Questi sono i Dodici che Gesù invò, ordinando loro: «Non andate fra i pagani e non entrate nelle città dei Samaritani; rivolgetevi piuttosto alle pecore perdute della casa d’Israele. Strada facendo, predicate, dicendo che il regno dei cieli è vicino. Guarite gli infermi, risuscitate i morti, purificate i lebbrosi, scacciate i demòni. Gratuitamente avete ricevuto, gratuitamente date».
Le chiamate del Signore
La fede cristiana ci insegna che la vita è una chiamata, che il Signore ha per noi progetti personali di felicità.

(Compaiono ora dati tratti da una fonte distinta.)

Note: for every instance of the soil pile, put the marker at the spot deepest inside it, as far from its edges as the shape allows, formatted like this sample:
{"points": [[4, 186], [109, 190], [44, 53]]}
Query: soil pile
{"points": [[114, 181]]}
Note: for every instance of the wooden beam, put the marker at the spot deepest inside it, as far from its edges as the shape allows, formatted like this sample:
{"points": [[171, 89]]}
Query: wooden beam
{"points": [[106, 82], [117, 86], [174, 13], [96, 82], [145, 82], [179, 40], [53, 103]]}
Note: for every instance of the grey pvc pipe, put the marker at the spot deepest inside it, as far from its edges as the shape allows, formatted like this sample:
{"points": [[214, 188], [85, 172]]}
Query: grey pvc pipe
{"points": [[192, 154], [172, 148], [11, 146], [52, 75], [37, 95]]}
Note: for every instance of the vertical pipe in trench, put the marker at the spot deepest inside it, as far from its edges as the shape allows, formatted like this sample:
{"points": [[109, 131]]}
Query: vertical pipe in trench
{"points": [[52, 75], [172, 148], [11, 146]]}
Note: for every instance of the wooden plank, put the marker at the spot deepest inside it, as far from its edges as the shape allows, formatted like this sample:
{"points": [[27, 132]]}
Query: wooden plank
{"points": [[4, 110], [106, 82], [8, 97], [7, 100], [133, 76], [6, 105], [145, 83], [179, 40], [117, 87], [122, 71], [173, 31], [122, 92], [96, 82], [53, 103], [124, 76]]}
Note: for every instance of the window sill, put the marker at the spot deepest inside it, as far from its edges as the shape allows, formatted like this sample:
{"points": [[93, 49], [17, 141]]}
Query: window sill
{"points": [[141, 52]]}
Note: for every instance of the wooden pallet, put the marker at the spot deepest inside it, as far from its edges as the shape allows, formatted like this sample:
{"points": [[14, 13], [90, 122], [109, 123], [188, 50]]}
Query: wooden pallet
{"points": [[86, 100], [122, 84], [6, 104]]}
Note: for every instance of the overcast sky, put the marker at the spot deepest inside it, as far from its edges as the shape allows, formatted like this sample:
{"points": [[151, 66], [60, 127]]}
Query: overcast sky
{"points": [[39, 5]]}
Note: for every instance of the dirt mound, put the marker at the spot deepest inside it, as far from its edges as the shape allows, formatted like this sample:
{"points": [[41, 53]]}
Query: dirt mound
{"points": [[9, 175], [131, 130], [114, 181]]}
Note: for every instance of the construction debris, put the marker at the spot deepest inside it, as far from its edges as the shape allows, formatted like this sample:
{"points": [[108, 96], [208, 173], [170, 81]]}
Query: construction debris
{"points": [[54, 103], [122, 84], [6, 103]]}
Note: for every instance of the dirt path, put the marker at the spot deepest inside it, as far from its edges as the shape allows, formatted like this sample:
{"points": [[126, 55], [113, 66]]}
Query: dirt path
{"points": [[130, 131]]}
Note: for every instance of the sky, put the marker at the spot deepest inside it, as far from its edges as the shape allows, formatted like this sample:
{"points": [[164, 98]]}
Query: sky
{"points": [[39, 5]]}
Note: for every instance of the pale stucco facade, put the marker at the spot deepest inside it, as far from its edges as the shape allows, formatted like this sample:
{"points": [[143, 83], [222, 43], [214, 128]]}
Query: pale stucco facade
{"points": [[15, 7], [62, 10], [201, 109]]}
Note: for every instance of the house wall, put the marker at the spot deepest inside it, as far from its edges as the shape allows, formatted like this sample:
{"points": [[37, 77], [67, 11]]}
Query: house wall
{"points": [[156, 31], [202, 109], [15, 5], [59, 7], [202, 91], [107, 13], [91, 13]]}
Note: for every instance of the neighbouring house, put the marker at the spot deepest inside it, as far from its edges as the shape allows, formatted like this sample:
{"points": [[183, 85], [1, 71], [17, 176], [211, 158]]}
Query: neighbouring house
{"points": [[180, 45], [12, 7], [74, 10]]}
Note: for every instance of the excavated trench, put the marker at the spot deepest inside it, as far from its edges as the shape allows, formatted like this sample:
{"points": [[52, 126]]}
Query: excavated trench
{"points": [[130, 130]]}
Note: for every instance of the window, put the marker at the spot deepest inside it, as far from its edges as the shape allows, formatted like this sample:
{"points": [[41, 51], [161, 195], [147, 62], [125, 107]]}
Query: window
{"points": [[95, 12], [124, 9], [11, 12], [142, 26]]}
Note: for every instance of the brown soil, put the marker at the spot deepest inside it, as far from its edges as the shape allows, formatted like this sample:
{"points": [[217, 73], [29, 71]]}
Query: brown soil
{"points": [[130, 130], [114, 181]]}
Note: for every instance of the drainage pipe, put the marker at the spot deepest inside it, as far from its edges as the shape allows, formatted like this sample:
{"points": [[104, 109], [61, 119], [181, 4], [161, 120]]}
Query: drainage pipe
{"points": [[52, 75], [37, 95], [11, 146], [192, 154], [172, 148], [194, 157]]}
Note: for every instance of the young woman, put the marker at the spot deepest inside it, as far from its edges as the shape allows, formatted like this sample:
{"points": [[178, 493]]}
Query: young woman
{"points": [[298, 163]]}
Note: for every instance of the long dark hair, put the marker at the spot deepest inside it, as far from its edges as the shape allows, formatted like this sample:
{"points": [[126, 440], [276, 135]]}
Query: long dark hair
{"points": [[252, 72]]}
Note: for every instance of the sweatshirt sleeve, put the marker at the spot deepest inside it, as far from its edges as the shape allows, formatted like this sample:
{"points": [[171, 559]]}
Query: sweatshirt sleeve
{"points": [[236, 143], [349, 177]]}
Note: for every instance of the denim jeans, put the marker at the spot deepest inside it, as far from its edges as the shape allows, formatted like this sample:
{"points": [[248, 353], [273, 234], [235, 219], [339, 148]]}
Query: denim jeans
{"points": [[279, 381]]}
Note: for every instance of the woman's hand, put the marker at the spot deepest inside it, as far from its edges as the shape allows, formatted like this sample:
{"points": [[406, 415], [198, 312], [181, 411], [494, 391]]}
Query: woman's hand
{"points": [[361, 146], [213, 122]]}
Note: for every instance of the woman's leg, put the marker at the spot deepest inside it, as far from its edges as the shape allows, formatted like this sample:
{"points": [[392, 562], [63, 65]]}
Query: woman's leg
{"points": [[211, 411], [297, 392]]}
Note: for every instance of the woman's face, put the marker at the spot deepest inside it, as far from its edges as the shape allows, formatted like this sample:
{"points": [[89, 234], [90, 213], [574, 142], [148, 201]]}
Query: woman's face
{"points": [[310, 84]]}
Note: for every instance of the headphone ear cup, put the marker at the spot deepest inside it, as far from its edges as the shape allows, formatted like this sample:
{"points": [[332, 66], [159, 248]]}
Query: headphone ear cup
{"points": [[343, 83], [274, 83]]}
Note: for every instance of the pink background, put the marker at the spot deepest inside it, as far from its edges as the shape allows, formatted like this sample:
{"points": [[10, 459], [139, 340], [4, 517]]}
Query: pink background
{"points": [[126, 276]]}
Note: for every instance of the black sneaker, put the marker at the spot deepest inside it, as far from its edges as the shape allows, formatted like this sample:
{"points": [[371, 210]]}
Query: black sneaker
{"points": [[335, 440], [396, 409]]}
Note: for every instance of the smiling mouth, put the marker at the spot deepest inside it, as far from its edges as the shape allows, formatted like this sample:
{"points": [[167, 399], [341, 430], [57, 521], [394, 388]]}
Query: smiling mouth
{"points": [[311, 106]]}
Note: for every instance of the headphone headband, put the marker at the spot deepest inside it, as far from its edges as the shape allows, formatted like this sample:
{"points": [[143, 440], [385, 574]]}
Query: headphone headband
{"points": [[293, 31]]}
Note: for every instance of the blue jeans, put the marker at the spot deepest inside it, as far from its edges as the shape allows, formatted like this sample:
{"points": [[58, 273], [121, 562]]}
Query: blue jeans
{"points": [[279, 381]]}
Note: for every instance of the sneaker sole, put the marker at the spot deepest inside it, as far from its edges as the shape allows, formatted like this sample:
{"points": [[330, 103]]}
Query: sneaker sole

Ma se Lui non percorre più le nostre strade e non pronuncia il nostro nome, come possiamo incontrarlo, sentire la sua voce, seguire le sue orme, guardare nella direzione del suo sguardo? Dove si nascondono le chiamate del Signore?

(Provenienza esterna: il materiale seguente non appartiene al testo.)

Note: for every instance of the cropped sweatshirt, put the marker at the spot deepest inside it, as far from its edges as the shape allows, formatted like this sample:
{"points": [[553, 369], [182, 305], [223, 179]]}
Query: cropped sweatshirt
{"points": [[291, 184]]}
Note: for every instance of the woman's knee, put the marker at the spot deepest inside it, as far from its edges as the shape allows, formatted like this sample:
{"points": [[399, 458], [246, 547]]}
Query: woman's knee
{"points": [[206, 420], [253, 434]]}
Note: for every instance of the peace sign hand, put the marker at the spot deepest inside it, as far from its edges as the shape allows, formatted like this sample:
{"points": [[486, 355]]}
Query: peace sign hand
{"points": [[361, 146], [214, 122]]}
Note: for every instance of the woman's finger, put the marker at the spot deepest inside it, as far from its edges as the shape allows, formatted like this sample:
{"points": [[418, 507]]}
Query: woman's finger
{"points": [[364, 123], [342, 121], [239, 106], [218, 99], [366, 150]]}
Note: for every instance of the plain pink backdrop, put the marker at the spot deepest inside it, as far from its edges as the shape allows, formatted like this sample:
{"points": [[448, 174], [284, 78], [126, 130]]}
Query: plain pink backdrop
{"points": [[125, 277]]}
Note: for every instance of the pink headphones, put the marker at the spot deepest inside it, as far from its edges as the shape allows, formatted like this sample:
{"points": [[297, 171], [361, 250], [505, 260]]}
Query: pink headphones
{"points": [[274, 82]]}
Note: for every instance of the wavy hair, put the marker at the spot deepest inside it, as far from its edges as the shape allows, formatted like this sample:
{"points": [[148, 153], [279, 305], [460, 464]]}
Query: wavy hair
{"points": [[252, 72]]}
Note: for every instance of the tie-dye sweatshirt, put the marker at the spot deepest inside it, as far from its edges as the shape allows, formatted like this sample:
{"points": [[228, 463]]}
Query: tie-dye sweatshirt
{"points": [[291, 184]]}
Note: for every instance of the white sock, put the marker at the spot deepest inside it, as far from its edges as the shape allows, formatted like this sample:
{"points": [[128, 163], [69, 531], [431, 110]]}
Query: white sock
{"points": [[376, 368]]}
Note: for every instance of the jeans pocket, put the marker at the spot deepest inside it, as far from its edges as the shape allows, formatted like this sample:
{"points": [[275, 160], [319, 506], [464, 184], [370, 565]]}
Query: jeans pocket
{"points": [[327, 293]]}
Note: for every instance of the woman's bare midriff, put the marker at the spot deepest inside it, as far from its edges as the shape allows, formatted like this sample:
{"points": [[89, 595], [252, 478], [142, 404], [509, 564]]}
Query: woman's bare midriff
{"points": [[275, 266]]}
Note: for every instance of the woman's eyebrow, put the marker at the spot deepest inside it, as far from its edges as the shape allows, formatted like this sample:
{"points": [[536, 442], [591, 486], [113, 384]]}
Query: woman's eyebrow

Questo brano del vangelo di Matteo ci può aiutare, perché ci mostra che l’attenzione e la compassione di Gesù vanno dove c’è un bisogno: un gregge che non ha pastore e rischia di perdersi, una messe con pochi operai che corre il pericolo di veder sprecata una produzione promettente. Lì, dentro quei bisogni, risuona la sua voce; sono essi una chiamata certa per i Dodici e per i cristiani di ogni tempo.
Gli infermi, i morti, i lebbrosi, gli indemoniati commuovono il cuore di Dio ed egli risponde chiamando alcuni a sé, perché essi abbiano, in nome suo, il potere di guarire, ma soprattutto sappiano abitare questo mondo con i suoi stessi sentimenti di cura, guarigione, purificazione, risurrezione.
Se ci stiamo chiedendo dove e come il Signore ci sta chiamando, partiamo da qui, da quei bisogni che vediamo attorno a noi, dal lamento di chi è stanco e sfinito, disorientato e triste, e da quello che possiamo fare, nel nostro piccolo, per essere operai in questa messe.
Cominciare da vicino
Ma quando, dove, come essere annunciatori del Vangelo?
Strada facendo, cioè nella semplicità del cammino di ogni giorno, perché ogni passo ci pone dinanzi domande nuove, o ci chiede un nuovo modo di rispondere al quotidiano.
Iniziando da chi ci è più vicino, da chi abita nella nostra casa e ha bisogno di noi, prima di sognare altri mondi o di avventurarci in territori sconosciuti. Cominciando da ciò che ci riesce fare, dalla lingua che sappiamo parlare, dalla cultura che conosciamo…
Con il cuore libero, leggero, di chi gratuitamente ha ricevuto e gratuitamente dà. Nella vita cristiana non ci sono diritti da accampare, né motivi per trattenere; non ci sono conti di dare/avere, né condizioni da porre. Quel che abbiamo è dono, e per questo siamo chiamati a ridonarlo. Se accogliamo questa verità, tutto diventa anche più facile, perché il nostro donarci non peserà su nessuno e noi stessi non vivremo misurando quel che abbiamo dato e aspettandone il contraccambio, ma con l’unica preoccupazione di vedere, come Gesù, dove c’è chi è troppo stanco per portare il suo peso da solo.
Certo, i bisogni del mondo sono tanti, troppi, e c’è il rischio di scoraggiarsi, di sentirsi impotenti perché tutto ci supera e noi ci sentiamo privi di forza, possibilità, capacità, tempo…
Gesù però ci insegna che alla missione possiamo prendere parte tutti, in modo diverso. Se i Dodici sono inviati a predicare e a guarire, c’è qualcosa da cui nessuno può sentirsi escluso: pregare. Alla preghiera non c’è limite, non c’è situazione che la possa impedire; pregando impariamo lo sguardo di Dio, partecipiamo all’annuncio del vangelo e ci sosteniamo gli uni gli altri nel cammino.
Sì, siamo tutti chiamati e tutti inviati: Dio sta pronunciando anche il nostro nome.